В конверте на подоконнике мы нашли старую цветную фотографию. Там были мы с Мэттом, в пижамах, на фоне транспортных огней.
– Класс. Я раньше ее не видела.
– Я напечатал ее, когда мы снова встретились. Переверни, давай посмотрим задание.
Квартал на запад по Седьмой,А дальше три на юг,И снова рай найдешь ты свой,Мой друг.
Мы вышли из Стариковского приюта, широко улыбаясь.
– О господи, я надеюсь, Эш не подумает, что мы… – начала я.
– Честно говоря, Грейс, она же все это и подстроила.
– Но не это.
– Ну мы не обязаны рассказывать ей все.
Пройдя полквартала, я остановилась.
– Полная откровенность?
– Всегда.
Я опустила глаза:
– Я ведь чуть не сделала аборт.
Он посмотрел на меня:
– И что тебя остановило?
– Я просто не смогла. – Мои глаза снова наполнились слезами.
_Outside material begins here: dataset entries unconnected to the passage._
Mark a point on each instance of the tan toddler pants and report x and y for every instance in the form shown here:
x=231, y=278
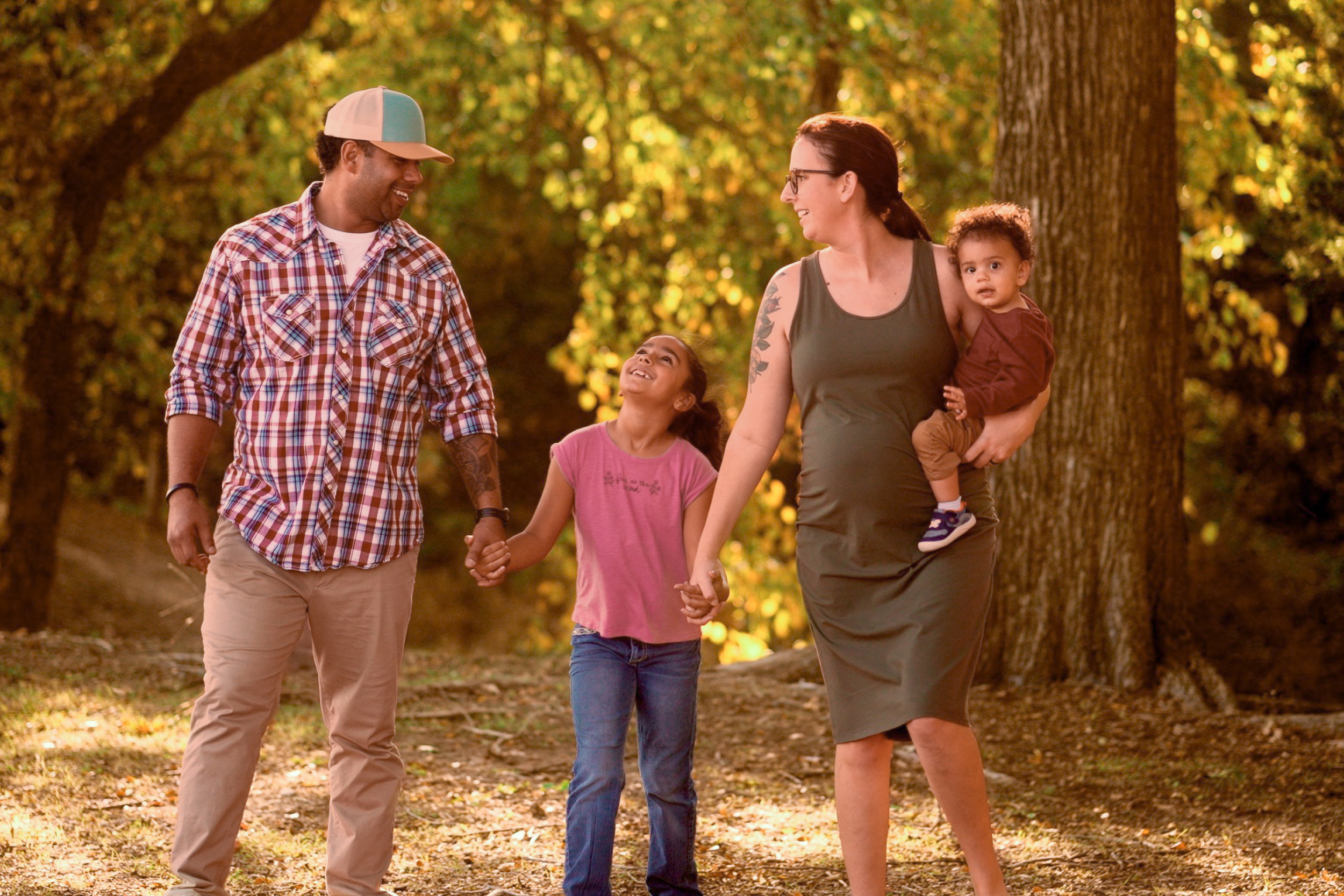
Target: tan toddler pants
x=253, y=617
x=942, y=440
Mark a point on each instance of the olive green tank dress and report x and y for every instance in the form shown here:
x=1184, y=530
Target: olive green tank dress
x=898, y=632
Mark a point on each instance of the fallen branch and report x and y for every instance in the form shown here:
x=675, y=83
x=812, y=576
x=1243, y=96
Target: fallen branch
x=502, y=830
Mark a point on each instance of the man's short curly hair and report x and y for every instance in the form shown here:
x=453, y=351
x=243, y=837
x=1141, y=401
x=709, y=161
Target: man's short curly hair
x=328, y=151
x=998, y=219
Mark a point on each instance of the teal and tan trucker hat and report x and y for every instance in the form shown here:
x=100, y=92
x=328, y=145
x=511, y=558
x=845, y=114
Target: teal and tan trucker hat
x=386, y=119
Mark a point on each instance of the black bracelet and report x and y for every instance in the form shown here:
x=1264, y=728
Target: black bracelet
x=182, y=485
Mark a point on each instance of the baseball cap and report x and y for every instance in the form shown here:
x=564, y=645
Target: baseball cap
x=386, y=119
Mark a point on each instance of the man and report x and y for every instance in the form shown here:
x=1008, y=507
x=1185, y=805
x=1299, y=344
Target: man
x=334, y=331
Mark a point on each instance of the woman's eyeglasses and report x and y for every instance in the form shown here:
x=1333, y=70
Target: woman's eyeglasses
x=796, y=176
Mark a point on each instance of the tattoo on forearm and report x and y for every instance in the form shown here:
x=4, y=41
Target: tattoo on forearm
x=761, y=342
x=475, y=457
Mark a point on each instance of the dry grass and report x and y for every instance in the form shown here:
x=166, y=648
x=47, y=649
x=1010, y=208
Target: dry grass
x=1106, y=793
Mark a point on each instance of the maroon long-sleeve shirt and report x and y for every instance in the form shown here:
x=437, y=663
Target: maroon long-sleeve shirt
x=1009, y=361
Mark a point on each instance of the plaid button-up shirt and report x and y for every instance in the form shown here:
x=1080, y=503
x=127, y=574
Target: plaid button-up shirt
x=331, y=383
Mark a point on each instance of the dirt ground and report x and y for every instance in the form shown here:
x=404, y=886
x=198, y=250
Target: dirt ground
x=1093, y=792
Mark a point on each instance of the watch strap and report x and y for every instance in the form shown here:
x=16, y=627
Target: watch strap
x=501, y=513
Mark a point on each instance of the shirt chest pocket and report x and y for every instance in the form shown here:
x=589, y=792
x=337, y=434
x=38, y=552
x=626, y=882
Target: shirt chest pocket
x=396, y=338
x=289, y=326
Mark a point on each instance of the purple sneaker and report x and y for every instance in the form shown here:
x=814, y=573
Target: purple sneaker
x=947, y=527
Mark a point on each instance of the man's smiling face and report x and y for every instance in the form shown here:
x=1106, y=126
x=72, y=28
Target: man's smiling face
x=383, y=186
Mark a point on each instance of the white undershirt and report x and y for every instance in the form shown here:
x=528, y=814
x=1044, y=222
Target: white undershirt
x=353, y=246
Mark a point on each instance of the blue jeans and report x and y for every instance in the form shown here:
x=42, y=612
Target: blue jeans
x=609, y=677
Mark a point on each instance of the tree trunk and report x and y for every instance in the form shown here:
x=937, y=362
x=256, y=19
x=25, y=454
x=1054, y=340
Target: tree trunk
x=46, y=417
x=39, y=470
x=1093, y=537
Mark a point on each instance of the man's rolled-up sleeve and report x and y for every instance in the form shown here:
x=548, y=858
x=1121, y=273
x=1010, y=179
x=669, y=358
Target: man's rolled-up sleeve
x=461, y=399
x=205, y=362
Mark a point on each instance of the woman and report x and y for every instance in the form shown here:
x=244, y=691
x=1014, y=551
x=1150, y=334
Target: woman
x=866, y=334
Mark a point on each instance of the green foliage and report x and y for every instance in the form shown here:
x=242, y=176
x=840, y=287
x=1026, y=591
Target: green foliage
x=619, y=170
x=1262, y=128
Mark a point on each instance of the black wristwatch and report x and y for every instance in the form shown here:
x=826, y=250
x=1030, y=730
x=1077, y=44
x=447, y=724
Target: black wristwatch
x=501, y=513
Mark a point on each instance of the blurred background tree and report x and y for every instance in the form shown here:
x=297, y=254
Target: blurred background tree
x=619, y=171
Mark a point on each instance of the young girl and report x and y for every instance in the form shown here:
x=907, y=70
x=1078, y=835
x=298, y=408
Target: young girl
x=639, y=488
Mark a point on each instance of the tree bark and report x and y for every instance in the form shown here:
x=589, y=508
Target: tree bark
x=50, y=390
x=1093, y=551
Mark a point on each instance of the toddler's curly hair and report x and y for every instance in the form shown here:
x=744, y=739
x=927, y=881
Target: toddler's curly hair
x=996, y=219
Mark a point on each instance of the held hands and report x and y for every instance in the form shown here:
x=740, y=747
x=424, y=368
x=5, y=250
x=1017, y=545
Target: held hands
x=956, y=401
x=487, y=553
x=189, y=531
x=695, y=606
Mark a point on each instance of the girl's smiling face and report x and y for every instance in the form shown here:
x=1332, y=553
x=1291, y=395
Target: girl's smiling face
x=659, y=370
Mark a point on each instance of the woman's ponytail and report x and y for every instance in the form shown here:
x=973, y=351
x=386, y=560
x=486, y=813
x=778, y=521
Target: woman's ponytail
x=904, y=221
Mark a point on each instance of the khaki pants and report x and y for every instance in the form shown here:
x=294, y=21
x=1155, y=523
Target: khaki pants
x=942, y=440
x=253, y=617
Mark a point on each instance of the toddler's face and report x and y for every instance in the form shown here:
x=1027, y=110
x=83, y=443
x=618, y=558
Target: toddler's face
x=992, y=272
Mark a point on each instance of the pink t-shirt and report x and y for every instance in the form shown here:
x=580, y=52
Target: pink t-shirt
x=628, y=513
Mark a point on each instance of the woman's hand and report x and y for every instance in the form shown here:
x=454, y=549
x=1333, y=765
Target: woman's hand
x=710, y=579
x=1006, y=433
x=956, y=401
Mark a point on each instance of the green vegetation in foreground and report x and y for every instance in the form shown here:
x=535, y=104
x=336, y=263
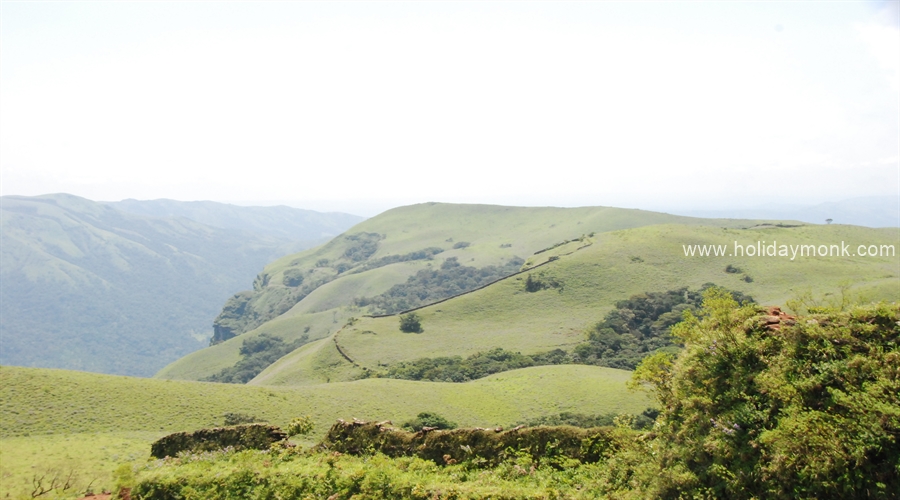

– Не надо плакать. У нас такой счастливый день – самый счастливый для меня за очень долгое время. – Он поцеловал меня.
– Я знаю. Я так рада, что решила все правильно.
– И я, – тихо сказал он, увлекая меня по улице.
Мы нашли Эш с Тати возле какого-то здания.
– Идите скорей, тут так классно! – закричала Эш.
Мы вошли, и только тут я поняла, что это галерея. В ней стоял мужчина в костюме. Тати представила его как владельца.
– Он разрешил Эш вывесить здесь фотографии, и они так понравились ему, что он хочет сделать из них выставку на два месяца.
В изумлении я обернулась вокруг. Везде висели фотографии нас с Мэттом. Они были увеличены и профессионально обрамлены. На первой, цветной, я играла на виолончели в нашей старой комнате – я никогда раньше ее не видела. Под ней была подпись на маленькой табличке: «Грейс в цвете». Я заплакала счастливыми слезами.
– Господи, Эш, это так прекрасно…
Мэтт тоже расчувствовался; он не мог вымолвить ни слова. Мы оба обняли Эш и ходили так по всей галерее, разглядывая и вспоминая, восхищаясь талантом Мэтта и наблюдая за его реакцией на фотографии, каждая из которых была для него ценна. Вскоре плакали уже все, включая Тати.
Когда мы вышли и стояли толпой у двери, Эш сказала:
– Осталось только одно место. Я должна оказаться там первой, дайте мне несколько минут.